Reviewed by Vanesa Pacheco
Teow Lim Goh’s collection of poems imagines the lost stories of the women detained on Angel Island’s Immigration Station, as well as of their families, staff, and of those involved in the 1877 San Francisco Chinatown Riots. Decades after the Immigration station closed, poems were found written on the walls of the men’s barracks sharing their thoughts, documenting their experiences, and giving voice to their journeys. Unfortunately, those of the women’s were destroyed in a fire that burned down their barracks and, ultimately, erased their words. As Goh shares with The Fem, she blends “fact and fiction, politics and intimacy” to give voice to their tales so that others may finally hear their stories.
Goh divides her collection of poems into four sections: Voices, Echoes, Work, and Riot. Within these headlines, we come across the same moments retold from different perspectives and lives.
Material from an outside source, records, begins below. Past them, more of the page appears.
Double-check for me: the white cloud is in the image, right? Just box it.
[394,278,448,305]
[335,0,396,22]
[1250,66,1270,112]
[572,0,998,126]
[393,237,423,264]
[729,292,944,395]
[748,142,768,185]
As we see the wife labeled a whore in “Virtue Exam,” we later find the pain and shame the man who must tell her what she is labeled must face as descendent of Chinese immigrants himself: “In her eyes he saw his parents / fresh off the boat, bringing with them / the taint of blood that shaped his life / and brought him to this prison” (49).
The poems intertwine the experiences and emotions of the women with the rest of the world of that time. Goh binds them to each other even if they are not aware of it, if ever. To be associated with immigration was to have your life braided alongside those detained, and Goh reminds us by tying the stories into knots.
Yet, Goh’s weaving also illustrates the way immigrants become scapegoats for the problems of a city, state, and even country. Her section Riots, a focus on the Chinatown Riots, has the phrase “the Chinese must go” repeated throughout various poems. A new face – a change and addition to a society – has always sparked fear for those already settled, leaving them to throw their problems on those who’ve arrived instead of finding the root of the issue. The repetition that “the Chinese must go” is nothing more than a refusal to find the real problem and address that life will evolve instead of staying stagnant.
There is denial of anger, problems cast upon immigrants, and fear for life and property. This is still the case today.
As a first generation U.S. Citizen, I delved into Teow Lim Goh’s Islanders curiously. Having witnessed how others struggle through today’s immigration policies and prejudice –my parents included– I knew I would confront similarities. I was certain that the stories recreated by Goh of the Chinese immigrants detained on Angel Island over a century ago would show a part of the ugly reality that, unfortunately, transcends race and ethnicity and plagues all those who seek the American Dream.
At the heart of each poem Goh places the voice of an immigrant – one that has always been cast aside as nothing more than alien. They are foreigners. But as she mentions in “Angel Island,” her first poem: “This is my history. / I crossed the sea. / I sat on a plane. I came with the dream / of freedom / to speak / to believe. / It is here I begin to write. / This is my legacy” (13).
We are connected. We must find the lost voices. Goh’s Islanders sheds light on the plight to enter a country christened the land of free by giving her readers a true sense of what it means to come and start fresh.